In an earlier interview with the BBC she revealed Emily had texted her about Turner's 'controlling, threatening behaviour' just hours before she was killed.

She said: "I said to her if his behaviour is like this already it's only going to get worse.

"We left it at that and then, three hours later, she was dead."

She added: "She died, basically alone in that room.

"We've heard how he did whatever he did to her and then walked away and left her.

"Her hair was like a halo around her. I will always remember Emily as a radiating angel, she's just my angel."

EMILY'S HISTORY

Emily was born in Britain but her family emigrated to New Zealand when she was nine and she was raised in Auckland.

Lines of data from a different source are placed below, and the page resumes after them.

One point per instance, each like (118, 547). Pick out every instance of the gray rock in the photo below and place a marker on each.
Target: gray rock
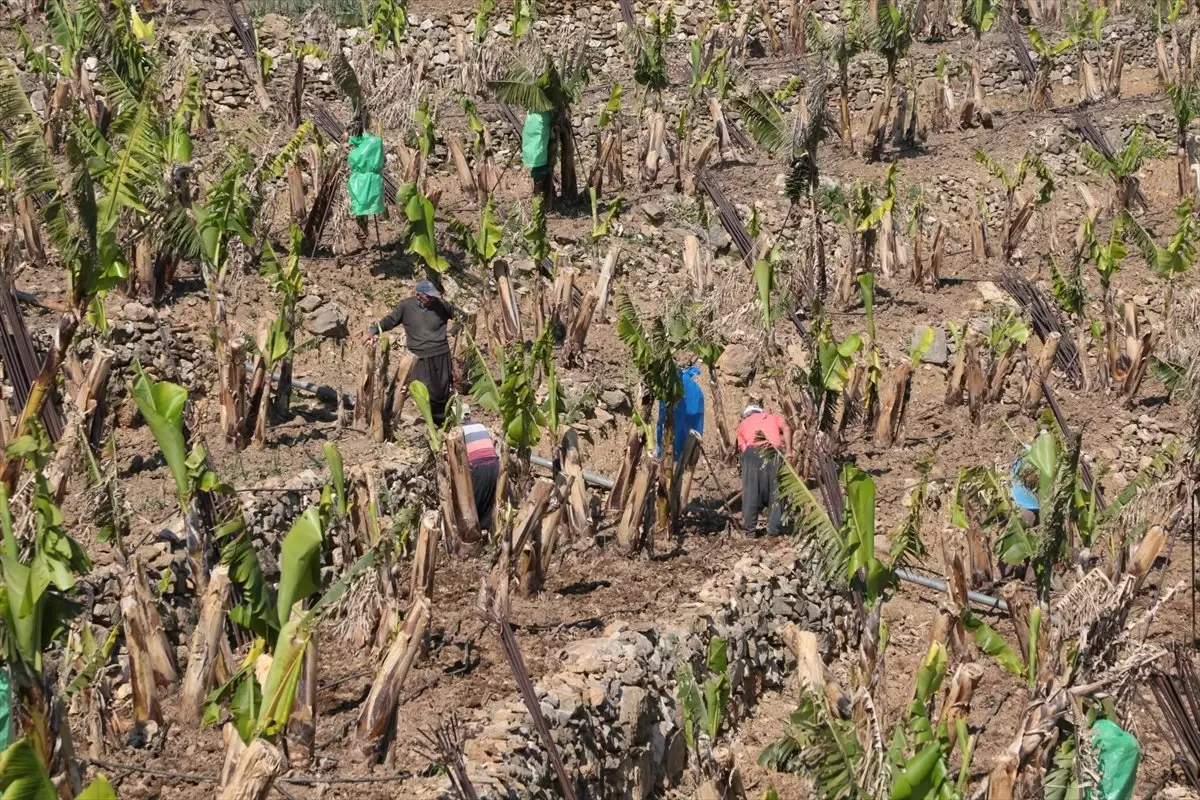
(310, 302)
(939, 353)
(719, 239)
(137, 312)
(615, 400)
(328, 320)
(653, 212)
(275, 26)
(737, 362)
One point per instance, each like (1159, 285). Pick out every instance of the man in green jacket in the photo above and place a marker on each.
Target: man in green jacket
(535, 150)
(425, 316)
(365, 185)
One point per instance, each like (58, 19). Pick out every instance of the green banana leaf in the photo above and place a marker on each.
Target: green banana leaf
(867, 286)
(246, 704)
(922, 775)
(834, 359)
(23, 606)
(717, 687)
(300, 561)
(420, 395)
(22, 775)
(280, 691)
(337, 476)
(929, 677)
(99, 789)
(1044, 456)
(161, 404)
(861, 535)
(690, 701)
(993, 644)
(423, 236)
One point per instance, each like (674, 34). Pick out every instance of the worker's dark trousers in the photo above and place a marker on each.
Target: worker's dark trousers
(484, 476)
(760, 491)
(436, 372)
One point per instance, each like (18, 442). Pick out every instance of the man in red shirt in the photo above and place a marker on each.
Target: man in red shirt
(760, 468)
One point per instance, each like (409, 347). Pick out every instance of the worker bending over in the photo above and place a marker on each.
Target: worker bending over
(424, 317)
(485, 469)
(762, 439)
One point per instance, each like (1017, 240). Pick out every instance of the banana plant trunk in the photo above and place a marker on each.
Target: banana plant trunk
(39, 392)
(723, 423)
(384, 696)
(34, 713)
(255, 774)
(208, 660)
(570, 187)
(283, 386)
(880, 119)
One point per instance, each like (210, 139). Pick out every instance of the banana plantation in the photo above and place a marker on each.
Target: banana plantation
(391, 394)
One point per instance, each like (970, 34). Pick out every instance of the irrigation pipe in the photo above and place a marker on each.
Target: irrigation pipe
(604, 482)
(592, 479)
(995, 603)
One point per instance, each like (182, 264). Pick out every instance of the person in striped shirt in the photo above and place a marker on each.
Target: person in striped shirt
(762, 439)
(485, 469)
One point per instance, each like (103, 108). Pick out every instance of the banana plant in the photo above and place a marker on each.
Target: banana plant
(803, 136)
(654, 360)
(550, 85)
(649, 43)
(705, 708)
(916, 764)
(511, 392)
(423, 239)
(773, 300)
(839, 46)
(24, 777)
(485, 245)
(1177, 257)
(287, 281)
(1107, 260)
(387, 20)
(36, 594)
(210, 507)
(846, 551)
(1047, 52)
(483, 13)
(70, 216)
(893, 34)
(1017, 216)
(1123, 166)
(264, 713)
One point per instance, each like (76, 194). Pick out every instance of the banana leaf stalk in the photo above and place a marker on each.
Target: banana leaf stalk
(255, 774)
(151, 665)
(384, 696)
(209, 657)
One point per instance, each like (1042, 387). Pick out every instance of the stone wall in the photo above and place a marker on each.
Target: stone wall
(612, 708)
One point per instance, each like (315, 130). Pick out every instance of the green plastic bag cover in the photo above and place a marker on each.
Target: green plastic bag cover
(5, 710)
(1117, 753)
(535, 139)
(366, 175)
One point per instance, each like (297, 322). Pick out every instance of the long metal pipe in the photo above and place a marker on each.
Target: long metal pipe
(605, 482)
(940, 585)
(592, 479)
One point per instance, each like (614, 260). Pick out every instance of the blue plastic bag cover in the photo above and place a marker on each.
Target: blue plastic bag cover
(1117, 753)
(689, 413)
(366, 162)
(5, 710)
(1024, 499)
(535, 139)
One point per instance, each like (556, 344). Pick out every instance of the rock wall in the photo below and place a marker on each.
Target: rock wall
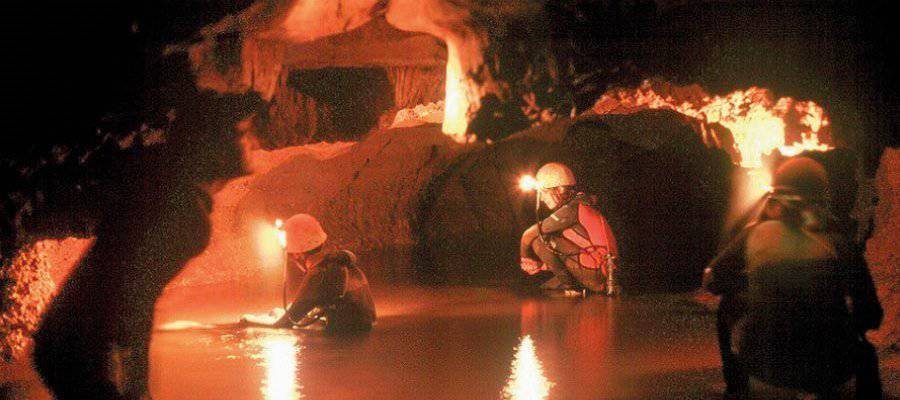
(883, 248)
(25, 289)
(365, 194)
(664, 193)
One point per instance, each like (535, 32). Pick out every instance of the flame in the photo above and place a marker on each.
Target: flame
(456, 104)
(527, 380)
(528, 183)
(758, 122)
(282, 235)
(269, 241)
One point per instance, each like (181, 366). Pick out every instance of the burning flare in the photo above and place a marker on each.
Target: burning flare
(528, 183)
(282, 235)
(456, 104)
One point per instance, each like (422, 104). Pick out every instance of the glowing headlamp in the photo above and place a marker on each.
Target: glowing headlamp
(282, 235)
(527, 183)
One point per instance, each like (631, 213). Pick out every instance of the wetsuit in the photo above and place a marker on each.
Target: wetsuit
(339, 290)
(785, 318)
(574, 242)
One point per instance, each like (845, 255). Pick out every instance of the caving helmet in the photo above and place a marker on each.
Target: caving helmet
(801, 179)
(555, 174)
(303, 233)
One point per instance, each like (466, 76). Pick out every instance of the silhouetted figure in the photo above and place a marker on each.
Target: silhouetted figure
(333, 288)
(94, 339)
(795, 311)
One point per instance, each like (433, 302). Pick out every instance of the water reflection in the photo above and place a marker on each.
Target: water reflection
(526, 380)
(278, 355)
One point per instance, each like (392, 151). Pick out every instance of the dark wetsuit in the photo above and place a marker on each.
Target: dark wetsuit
(784, 317)
(339, 289)
(573, 244)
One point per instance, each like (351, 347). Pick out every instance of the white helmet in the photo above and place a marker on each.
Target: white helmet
(555, 174)
(303, 233)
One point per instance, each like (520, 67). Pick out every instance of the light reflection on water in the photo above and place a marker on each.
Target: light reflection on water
(526, 380)
(277, 353)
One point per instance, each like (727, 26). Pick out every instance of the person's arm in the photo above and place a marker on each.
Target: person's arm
(561, 219)
(528, 237)
(866, 309)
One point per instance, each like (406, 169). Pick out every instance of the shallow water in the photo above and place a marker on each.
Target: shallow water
(456, 344)
(443, 343)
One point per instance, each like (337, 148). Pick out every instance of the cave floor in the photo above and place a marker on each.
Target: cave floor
(442, 343)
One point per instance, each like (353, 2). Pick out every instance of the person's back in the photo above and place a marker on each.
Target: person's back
(340, 290)
(797, 332)
(349, 307)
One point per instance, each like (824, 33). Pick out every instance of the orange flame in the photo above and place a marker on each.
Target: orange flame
(758, 122)
(456, 104)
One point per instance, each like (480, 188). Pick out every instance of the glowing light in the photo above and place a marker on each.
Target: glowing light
(526, 380)
(758, 122)
(280, 361)
(527, 183)
(267, 243)
(282, 235)
(456, 104)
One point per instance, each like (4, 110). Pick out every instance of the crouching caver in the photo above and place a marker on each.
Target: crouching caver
(575, 243)
(332, 288)
(797, 298)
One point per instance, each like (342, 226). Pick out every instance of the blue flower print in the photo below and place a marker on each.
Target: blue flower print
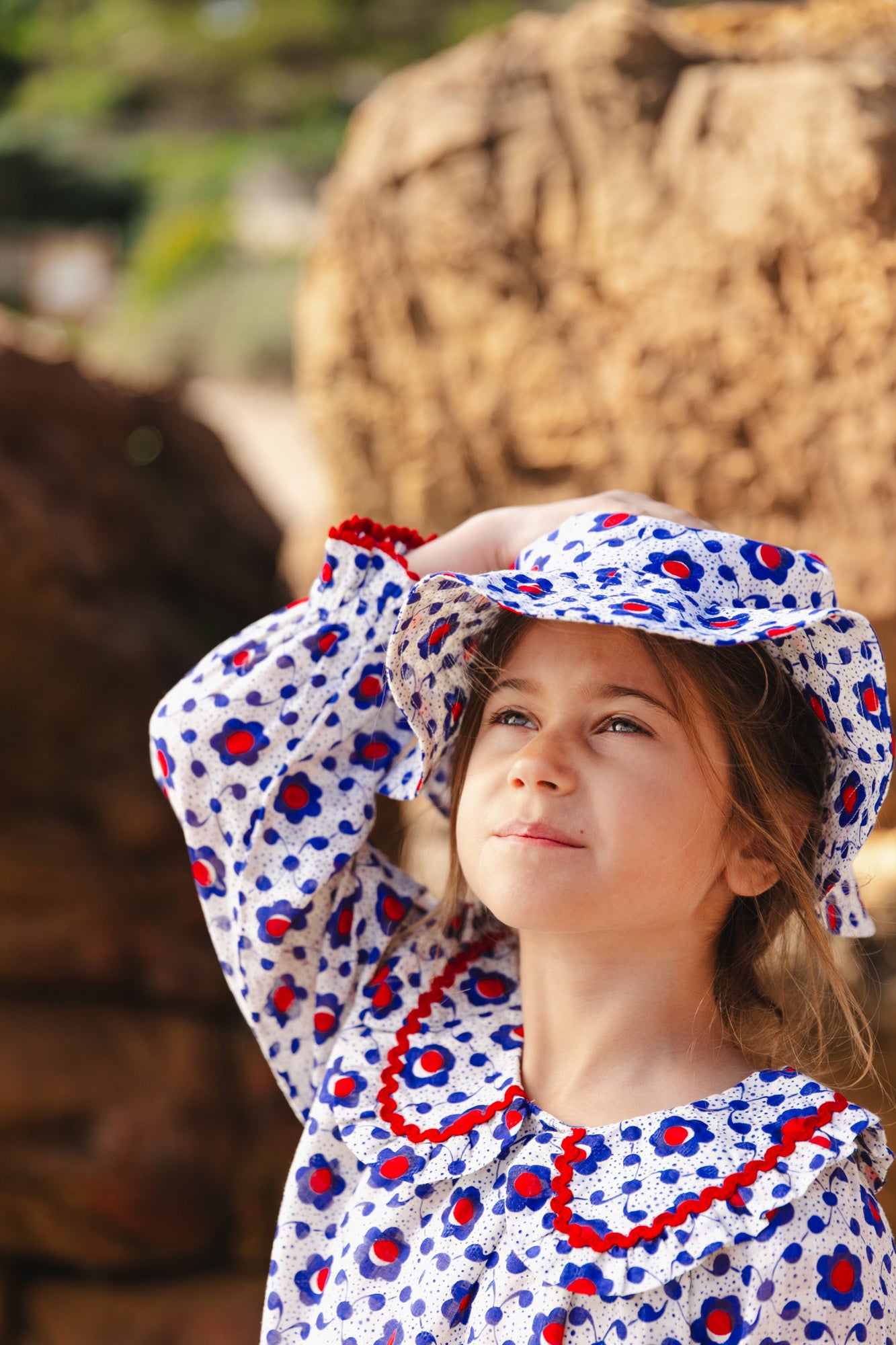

She had returned to live with her grandparents in Bournemouth, to study for a business national diploma at Brockenhurst College, Hants, and worked part-time at Top Shop in Bournemouth.

She was also signed up to a modelling agency and had appeared on the front page of a magazine in New Zealand.

The court heard Turner had received a harassment warning letter from the police to do with ex-girlfriend Sophie Latimer-Sayers and had tried to break into the home of another ex, Laura Niven.

While seeing Emily, Turner went to clubs and bars with his rich friends, who called themselves 'The Firm,' to pick up and sleep with other girls.